Today, because we’re living
in the #MeToo era, we’re well accustomed to seeing powerful men indulge
themselves by making the women around them bend to their will. In The Favourite, by Yorgos Lanthimos, who
had previously amused and puzzled filmgoers with The Lobster, #MeToo is stood on its head. The film’s chief female
characters are anything but helpless victims. Instead, the eighteenth-century
women played by Rachel Weisz and Emma Stone are rude, crude, and very much on
the make. No shrinking violets, they gravitate toward power, and know how to
use sexuality (as well as belligerence and guile) in order to get it. Unfortunately
for them, each is determined to replace the other, in a struggle that becomes
increasingly grizzly as the film wears on.
How curious that their target
is not only another woman but one of royal birth. The historical record tells
us that Queen Anne of Great Britain, the
last monarch of the Stuart line, was fated by circumstance to not have an easy
time on the throne. By 1702, when her twelve-year reign began, she had lost a
beloved husband to smallpox and buried seventeen young children, many of whom
were stillborn. Badly afflicted with gout, Anne suffered great pain. As
portrayed in the movie by the impressive Olivia Colman, she was a vain and
indecisive woman, easy prey for the domineering Lady Sarah Churchill (Rachel
Weisz), who advanced her husband’s military career and her own social standing
by effectively making policy on Anne’s behalf.
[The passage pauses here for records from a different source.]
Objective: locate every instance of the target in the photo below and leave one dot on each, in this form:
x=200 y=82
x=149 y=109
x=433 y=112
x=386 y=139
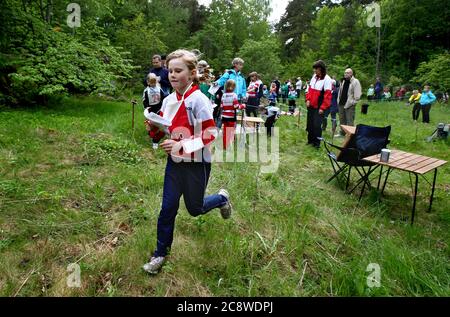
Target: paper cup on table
x=385 y=154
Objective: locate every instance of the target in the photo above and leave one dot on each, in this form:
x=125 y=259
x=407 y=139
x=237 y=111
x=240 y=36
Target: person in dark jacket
x=162 y=73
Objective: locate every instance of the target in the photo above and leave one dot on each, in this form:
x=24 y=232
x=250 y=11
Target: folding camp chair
x=366 y=141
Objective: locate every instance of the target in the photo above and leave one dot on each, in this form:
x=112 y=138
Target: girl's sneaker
x=154 y=265
x=225 y=211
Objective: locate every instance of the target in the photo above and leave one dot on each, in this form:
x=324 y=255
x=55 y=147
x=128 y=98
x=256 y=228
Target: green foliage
x=141 y=39
x=435 y=72
x=268 y=65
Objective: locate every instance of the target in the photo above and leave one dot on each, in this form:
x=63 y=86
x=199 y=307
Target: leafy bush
x=435 y=72
x=53 y=63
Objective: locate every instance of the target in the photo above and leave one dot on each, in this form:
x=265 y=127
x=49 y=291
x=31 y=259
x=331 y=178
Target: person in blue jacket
x=236 y=75
x=426 y=100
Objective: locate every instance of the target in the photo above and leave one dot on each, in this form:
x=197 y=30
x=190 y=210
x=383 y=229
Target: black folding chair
x=366 y=141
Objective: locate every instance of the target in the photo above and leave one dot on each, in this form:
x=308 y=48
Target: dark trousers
x=190 y=180
x=314 y=126
x=416 y=110
x=426 y=113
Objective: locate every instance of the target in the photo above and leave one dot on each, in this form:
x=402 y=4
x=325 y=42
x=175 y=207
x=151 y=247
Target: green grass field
x=76 y=186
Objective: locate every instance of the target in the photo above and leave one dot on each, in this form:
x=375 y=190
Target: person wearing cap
x=414 y=100
x=349 y=95
x=427 y=98
x=298 y=86
x=236 y=75
x=252 y=95
x=161 y=73
x=318 y=100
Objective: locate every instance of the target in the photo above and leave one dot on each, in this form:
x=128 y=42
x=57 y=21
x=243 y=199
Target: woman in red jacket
x=318 y=100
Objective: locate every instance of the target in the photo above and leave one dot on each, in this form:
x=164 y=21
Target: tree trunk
x=49 y=11
x=378 y=51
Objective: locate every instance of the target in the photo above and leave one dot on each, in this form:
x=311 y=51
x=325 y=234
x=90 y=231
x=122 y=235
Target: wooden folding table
x=412 y=163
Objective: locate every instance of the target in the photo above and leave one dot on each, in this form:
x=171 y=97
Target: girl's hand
x=148 y=125
x=169 y=145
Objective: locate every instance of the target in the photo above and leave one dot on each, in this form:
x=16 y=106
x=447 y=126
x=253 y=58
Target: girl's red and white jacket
x=229 y=105
x=192 y=124
x=316 y=87
x=252 y=90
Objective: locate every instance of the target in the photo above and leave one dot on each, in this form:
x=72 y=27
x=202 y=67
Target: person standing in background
x=348 y=97
x=318 y=100
x=298 y=86
x=426 y=100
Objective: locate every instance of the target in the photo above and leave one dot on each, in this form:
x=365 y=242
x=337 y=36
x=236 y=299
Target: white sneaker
x=226 y=210
x=154 y=265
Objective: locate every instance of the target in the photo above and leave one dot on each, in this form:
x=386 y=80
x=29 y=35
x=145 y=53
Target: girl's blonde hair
x=190 y=60
x=230 y=85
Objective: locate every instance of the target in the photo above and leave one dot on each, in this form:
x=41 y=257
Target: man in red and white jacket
x=318 y=100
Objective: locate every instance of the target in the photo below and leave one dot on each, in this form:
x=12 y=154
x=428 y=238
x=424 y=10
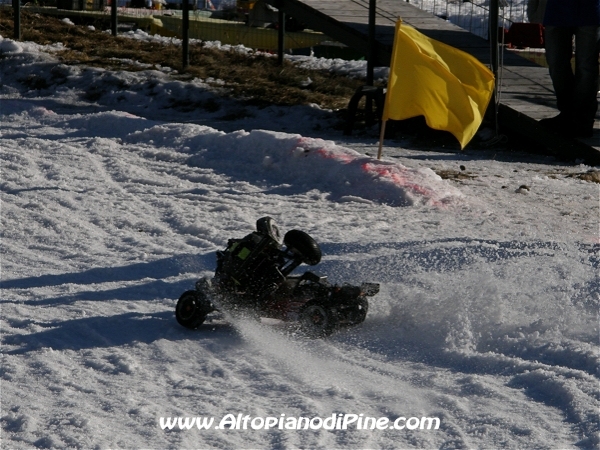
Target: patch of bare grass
x=255 y=78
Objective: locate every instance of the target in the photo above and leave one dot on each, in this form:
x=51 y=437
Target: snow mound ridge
x=301 y=164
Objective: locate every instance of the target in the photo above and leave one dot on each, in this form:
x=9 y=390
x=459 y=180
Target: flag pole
x=384 y=116
x=381 y=134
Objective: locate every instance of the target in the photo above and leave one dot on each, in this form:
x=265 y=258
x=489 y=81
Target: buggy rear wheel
x=192 y=309
x=316 y=320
Sarah Churchill, Duchess of
Marlborough, is a genuine historic figure, an ancestor of both Winston
Churchill and Princess Diana. I suspect that Abigail, the character played by
Emma Stone, has no such historical roots. Still, she fits nicely into
Lanthimos’s portrayal of the British royal court. The daughter of a
down-on-his-luck aristocrat, she has the smarts and the breeding to succeed at
court, even though she starts as a lowly scullery maid. A tart tongue and a
shrewd grasp of the court’s power dynamics gets her into the presence of Queen
Anne; flattery and sexual wiles keep her there. But like Sarah, she is not
destined to achieve contentment. That’s part of the price you pay when sucking
up to royalty: you can easily be replaced when the monarch moves on to
something (or someone) else.
Colman’s portrait of Queen
Anne is a deeply memorable one, though it’s doubtless not the final word on
Anne’s achievements. There’s evidence she took serious interest in affairs of
state, and did at least some good while on the throne, serving as a patroness
of theatre, poetry, and music. She subsidized the career of one of England’s
greatest composers, George Frederick Handel, and knighted Isaac Newton in 1705.
But basically The Favourite left me
relieved that my own nation is not subject to the whims of an hereditary ruler,
nor to those of the courtiers who (at least temporarily) find favor in royal
eyes. Still, Americans have come to know what it’s like to be under the leadership
of someone who is mercurial, impetuous, and susceptible to flattery. Which is
one more way that The Favourite, a
tale of eighteenth-century England, seems
all too appropriate for the United States of America in 2019.
As always in British films of this ilk,
production values are dazzling, though the movie is also marked by Lanthimos’s
occasional oddball aesthetic choices. Period costumes and music vie for our
attention with graphic nudity and strange, grotesque moments (like some
choreography with moves that look suspiciously like break-dancing) that remind
us we’re in the 21st century after all.